Repository for the Paper (AAAI 2024, Oral) --- Visual Adversarial Examples Jailbreak Large Language Models
136 stars 10 forks source link

Problem of re-producing the jailbreaking results #11

Closed keven980716 closed 6 months ago

keven980716 commented 6 months ago

Hello~Congratulations on the great work! I am really interested in your work, and try to follow it. However, when I used the provided images (e.g., prompt_unconstrained.bmp) and the harmful instructions (manual_harmful_instructions.csv) to prompt MiniGPT-4, I observed that MiniGPT-4 always refused to answer. Do you have any advice? Thank you!

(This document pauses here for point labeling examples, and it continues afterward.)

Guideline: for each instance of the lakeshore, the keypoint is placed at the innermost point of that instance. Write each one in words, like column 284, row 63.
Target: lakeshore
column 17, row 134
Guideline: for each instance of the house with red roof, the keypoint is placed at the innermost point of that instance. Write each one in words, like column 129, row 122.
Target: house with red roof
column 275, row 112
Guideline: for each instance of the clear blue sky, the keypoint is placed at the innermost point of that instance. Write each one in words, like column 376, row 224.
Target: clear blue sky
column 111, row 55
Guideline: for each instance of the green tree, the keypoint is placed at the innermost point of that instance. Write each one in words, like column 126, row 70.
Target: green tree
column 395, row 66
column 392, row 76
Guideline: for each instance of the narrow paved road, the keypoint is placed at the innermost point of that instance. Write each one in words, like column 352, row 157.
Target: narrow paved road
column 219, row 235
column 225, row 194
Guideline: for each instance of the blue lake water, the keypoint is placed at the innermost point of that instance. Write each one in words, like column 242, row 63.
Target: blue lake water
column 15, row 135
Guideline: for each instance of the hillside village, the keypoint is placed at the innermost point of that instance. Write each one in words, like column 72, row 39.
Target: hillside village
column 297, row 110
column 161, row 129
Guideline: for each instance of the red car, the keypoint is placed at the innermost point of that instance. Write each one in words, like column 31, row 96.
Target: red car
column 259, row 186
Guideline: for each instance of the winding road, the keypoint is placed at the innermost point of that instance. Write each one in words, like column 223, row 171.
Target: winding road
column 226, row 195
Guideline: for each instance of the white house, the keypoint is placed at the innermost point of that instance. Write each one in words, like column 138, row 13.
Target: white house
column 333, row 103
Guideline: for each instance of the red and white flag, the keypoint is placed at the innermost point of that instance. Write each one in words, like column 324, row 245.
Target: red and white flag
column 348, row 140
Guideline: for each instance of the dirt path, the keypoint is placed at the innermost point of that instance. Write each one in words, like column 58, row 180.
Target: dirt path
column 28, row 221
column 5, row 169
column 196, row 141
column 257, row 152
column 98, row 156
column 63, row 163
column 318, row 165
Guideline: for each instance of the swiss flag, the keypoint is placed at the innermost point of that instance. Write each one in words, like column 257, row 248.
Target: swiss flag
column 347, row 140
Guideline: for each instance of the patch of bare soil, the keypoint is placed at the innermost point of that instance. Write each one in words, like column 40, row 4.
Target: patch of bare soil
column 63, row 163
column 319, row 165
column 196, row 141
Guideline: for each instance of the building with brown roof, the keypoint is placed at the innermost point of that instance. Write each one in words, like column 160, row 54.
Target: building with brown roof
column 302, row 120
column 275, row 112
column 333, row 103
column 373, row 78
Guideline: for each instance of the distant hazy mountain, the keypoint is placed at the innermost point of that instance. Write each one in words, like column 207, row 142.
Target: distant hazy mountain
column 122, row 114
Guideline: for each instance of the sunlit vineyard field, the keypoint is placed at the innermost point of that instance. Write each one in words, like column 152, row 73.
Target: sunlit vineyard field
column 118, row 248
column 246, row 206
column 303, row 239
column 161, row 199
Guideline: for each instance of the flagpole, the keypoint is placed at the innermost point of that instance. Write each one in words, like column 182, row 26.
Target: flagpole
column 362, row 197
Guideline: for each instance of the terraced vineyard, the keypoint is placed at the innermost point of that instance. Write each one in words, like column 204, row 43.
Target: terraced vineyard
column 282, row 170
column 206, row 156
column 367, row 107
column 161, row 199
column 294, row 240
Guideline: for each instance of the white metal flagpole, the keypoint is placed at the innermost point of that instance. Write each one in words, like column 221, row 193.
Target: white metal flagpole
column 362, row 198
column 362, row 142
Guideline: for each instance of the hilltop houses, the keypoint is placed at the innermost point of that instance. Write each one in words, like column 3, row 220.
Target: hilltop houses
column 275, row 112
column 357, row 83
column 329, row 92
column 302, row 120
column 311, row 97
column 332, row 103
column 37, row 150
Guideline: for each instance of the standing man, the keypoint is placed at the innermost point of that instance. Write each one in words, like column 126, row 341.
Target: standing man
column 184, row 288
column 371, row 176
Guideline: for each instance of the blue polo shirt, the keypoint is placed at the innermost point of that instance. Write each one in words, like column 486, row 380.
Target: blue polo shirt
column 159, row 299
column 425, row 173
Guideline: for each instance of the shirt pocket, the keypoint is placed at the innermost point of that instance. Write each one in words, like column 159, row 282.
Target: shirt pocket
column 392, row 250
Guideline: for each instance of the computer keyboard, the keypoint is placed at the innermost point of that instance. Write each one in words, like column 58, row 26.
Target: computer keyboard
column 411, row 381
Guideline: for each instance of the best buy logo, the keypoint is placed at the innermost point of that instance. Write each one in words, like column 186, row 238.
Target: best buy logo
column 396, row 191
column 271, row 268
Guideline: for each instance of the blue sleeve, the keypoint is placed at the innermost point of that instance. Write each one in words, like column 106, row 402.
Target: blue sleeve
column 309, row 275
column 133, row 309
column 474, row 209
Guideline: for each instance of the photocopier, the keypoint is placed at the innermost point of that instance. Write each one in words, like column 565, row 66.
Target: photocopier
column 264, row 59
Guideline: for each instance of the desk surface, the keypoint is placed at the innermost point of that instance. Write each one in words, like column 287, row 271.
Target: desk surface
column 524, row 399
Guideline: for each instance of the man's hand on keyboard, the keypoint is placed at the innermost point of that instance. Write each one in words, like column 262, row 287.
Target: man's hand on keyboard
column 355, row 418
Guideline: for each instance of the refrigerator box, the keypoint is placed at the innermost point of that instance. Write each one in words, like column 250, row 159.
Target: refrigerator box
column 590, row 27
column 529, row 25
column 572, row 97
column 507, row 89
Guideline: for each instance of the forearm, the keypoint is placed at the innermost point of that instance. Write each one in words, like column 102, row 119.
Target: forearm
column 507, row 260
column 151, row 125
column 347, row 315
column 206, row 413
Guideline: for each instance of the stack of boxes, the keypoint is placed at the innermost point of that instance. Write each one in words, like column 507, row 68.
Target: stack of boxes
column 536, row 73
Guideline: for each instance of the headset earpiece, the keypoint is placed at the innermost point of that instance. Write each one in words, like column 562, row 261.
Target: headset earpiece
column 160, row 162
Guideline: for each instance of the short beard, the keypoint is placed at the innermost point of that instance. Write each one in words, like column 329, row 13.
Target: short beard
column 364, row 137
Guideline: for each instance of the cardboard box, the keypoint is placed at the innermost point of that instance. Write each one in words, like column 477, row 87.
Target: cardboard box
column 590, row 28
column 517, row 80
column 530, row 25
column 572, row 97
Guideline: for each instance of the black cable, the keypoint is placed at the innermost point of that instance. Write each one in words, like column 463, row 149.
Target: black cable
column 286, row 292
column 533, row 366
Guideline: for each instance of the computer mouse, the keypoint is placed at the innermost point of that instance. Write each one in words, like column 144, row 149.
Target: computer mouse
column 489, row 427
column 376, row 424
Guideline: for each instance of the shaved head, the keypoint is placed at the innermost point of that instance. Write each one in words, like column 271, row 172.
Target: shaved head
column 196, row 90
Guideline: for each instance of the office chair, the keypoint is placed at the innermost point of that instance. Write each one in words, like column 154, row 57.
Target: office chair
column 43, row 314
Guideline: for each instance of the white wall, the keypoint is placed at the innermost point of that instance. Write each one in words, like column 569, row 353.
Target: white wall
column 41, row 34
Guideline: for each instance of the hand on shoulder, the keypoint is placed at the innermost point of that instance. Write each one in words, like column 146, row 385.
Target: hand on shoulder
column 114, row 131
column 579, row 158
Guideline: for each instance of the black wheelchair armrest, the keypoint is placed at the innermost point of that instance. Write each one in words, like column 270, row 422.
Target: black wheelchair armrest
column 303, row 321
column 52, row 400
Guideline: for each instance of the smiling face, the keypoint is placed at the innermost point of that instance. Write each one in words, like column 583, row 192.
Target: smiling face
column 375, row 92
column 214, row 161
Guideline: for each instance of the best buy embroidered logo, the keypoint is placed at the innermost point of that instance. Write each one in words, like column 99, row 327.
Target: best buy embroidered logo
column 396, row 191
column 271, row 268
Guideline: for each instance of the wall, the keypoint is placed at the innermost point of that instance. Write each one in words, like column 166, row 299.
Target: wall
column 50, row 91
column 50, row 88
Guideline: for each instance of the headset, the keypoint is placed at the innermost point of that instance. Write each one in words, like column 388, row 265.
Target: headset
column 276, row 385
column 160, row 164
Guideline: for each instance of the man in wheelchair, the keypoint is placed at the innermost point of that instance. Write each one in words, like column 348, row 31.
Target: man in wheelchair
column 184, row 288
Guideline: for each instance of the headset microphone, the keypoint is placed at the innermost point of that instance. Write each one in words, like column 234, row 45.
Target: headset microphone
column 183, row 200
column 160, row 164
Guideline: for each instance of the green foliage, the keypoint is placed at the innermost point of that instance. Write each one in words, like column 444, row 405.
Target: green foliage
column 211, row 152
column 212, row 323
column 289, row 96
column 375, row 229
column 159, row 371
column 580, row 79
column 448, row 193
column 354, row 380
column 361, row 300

Unispac commented 6 months ago

Hi, could you provide more details on how you test the provided samples with the MiniGPT-4 model? Is it via some online demo or do you run our code?

keven980716 commented 6 months ago

Thanks for the reply! I tested with the online demo (https://huggingface.co/spaces/Vision-CAIR/minigpt4). However, I also ran the attack in the local environment with LLaVa-1.5, these results were fine.

Unispac commented 6 months ago

Thanks. I checked with the demo you tested. It seems that they are hosting MiniGPT-4 v2, which is different from the initial model I tested several months ago. So, the adv examples generated on the older model are likely to work worse on the new model due to the transferability gap.